Investigation of deformation behavior and strain-induced precipitations in Al-Zn-Mg-Cu alloys across a wide temperature range

This study explores the hot deformation behavior of Al-Zn-Mg-Cu alloy through uniaxial hot compression (200 degrees C-450 degrees C) using the Gleeble-1500. True stress-strain curves were corrected, and three models were established: the Arrhenius model, strain compensated (SC) Arrhenius model, and strain compensated recrystallization temperature (RT) segmentation-based (TS-SC) Arrhenius model. Comparative analysis revealed the limited predictive accuracy of the SC Arrhenius model, with a 25.12% average absolute relative error (AARE), while the TS-SC Arrhenius model exhibited a significantly improved to 9.901% AARE. Material parameter calculations displayed variations across the temperature range.
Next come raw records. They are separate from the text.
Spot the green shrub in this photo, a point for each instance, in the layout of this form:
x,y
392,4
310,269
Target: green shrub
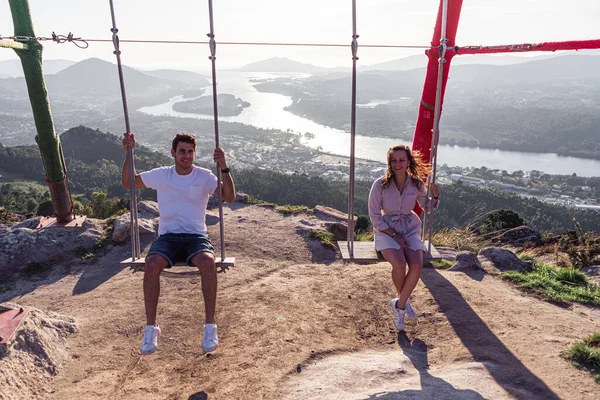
x,y
586,354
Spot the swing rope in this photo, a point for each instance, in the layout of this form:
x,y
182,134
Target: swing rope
x,y
213,59
354,48
135,235
428,215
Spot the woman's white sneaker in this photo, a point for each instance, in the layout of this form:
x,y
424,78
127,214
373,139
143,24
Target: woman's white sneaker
x,y
210,341
411,313
150,341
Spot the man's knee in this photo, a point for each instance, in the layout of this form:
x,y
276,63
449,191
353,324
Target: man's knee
x,y
155,264
204,261
399,265
415,267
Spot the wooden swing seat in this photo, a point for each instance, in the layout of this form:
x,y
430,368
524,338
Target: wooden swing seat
x,y
365,252
139,263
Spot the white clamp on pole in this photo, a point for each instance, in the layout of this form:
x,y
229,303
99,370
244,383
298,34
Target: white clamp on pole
x,y
354,48
135,236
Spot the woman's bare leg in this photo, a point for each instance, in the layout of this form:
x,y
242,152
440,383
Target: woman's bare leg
x,y
398,261
415,266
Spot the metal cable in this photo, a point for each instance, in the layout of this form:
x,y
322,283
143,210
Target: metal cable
x,y
213,58
235,43
354,47
135,235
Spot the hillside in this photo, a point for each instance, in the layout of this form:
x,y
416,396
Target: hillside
x,y
297,323
94,161
547,106
14,69
91,87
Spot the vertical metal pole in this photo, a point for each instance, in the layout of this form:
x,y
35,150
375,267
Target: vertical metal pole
x,y
436,121
135,235
354,48
213,51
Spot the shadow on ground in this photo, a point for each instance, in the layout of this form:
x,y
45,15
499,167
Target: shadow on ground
x,y
431,386
485,347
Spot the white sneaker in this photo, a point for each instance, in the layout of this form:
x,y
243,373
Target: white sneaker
x,y
210,341
411,313
150,342
398,316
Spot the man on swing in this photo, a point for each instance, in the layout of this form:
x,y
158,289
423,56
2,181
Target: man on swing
x,y
183,191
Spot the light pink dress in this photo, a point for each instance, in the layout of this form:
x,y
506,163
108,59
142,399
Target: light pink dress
x,y
390,208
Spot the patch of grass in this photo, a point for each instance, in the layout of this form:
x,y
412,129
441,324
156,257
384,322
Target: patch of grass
x,y
441,264
286,209
460,239
35,269
326,238
526,257
289,209
364,236
586,354
557,285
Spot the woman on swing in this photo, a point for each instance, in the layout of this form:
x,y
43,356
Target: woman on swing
x,y
397,227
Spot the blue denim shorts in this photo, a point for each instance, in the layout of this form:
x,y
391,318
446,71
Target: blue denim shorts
x,y
179,247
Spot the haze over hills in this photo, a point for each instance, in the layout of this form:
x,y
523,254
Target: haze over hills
x,y
189,77
420,61
94,83
281,64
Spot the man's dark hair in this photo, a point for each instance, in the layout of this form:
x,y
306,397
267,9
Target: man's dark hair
x,y
185,138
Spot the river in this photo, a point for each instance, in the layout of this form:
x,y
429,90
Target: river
x,y
267,111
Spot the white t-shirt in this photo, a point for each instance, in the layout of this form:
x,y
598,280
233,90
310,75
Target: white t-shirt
x,y
182,199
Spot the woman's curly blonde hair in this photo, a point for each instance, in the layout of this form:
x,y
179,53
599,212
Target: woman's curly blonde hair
x,y
417,168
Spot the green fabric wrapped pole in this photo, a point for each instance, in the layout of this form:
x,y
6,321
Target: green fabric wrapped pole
x,y
46,138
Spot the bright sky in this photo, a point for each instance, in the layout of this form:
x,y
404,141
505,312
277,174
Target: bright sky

The SC Arrhenius model, utilizing an average slope method for parameter computation, failed to consider temperature-induced disparities, limiting its predictive capability. Hot processing map, utilizing the Murty improved Dynamic Materials Model (DMM), indicated optimal conditions for stable forming of the Al-Zn-Mg-Cu alloy. Microstructural analysis revealed MgZn2 precipitation induced by hot deformation, with crystallographic defects enhancing nucleation rates and precipitate refinement.